Como la derecha española, tan cariñosa siempre y tan ponderada, anda loca con lo de la radicalidad política, uno acaba abducido (o machacado o aburrido o trastornado) por el pertinaz argumentario genovés. ¿Seré un radical?, me pregunto al mirarme en el espejo. ¿Es esta la cara de un extremista? ¿Tendrán razón Mariano y Soraya, y nos estamos deslizando hacia el leninismo? ¿Volvemos (los que estuvimos) a las locuras de aquella juventud rebelde?... Ayer por la mañana (bueno... no muy por la mañana, pero antes del mediodía) me observé despacio. Constaté que de volver a la cándida adolescencia, nada de nada. Examiné los rastros que las alegrías pequeñoburguesas han dejado en mi rostro... Y decidí no afeitarme. Vale: tal vez me esté radicalizando.

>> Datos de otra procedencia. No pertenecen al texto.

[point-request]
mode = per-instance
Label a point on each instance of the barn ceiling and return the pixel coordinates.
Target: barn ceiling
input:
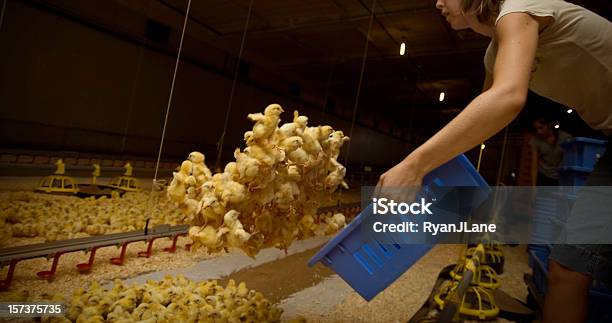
(318, 47)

¿Pensaré como un extremista si aspiro a tener en mi país la eficacia y transparencia fiscal de Noruega, el concepto de la igualdad que rige en Finlandia, la organización federal de Alemania (incluidos los estados libres asociados), la legalización de la eutanasia vigente en Holanda y Bélgica, los referendos decisorios habituales en Suiza o la separación de Iglesia y Estado que existe desde hace más de un siglo en Francia? ¿Y si se me ocurre reclamar el Estado del Bienestar de Suecia, las figuras de protección medioambiental de Dinamarca, la radio-televisión pública (BBC) de Gran Bretaña o, ya en el paroxismo de la locura radical, las elecciones primarias de uso común en los partidos USA?

Porque ese tipo de cosas son las que me motivan. Y otras muchas más, que por cierto no se dan ni en Corea del Norte (aunque tampoco la del Sur me pone, ¿eh?) ni en Cuba ni en Venezuela (estupendo país, por otro lado), sino en eso que solemos denominar nuestro entorno. Pero, claro, en las Españas casi todos los derechos y usos anteriormente citados siguen siendo considerados radicales por quienes denominan centrista una ideología (la suya) que mezcla el reaccionario nacionalcatolicismo del Viejo Régimen con los delirios del Tea Party, y combina la martingala liberal (¿liberal?) con los pelotazos basados en el tráfico de influencias. ¡Qué cruz!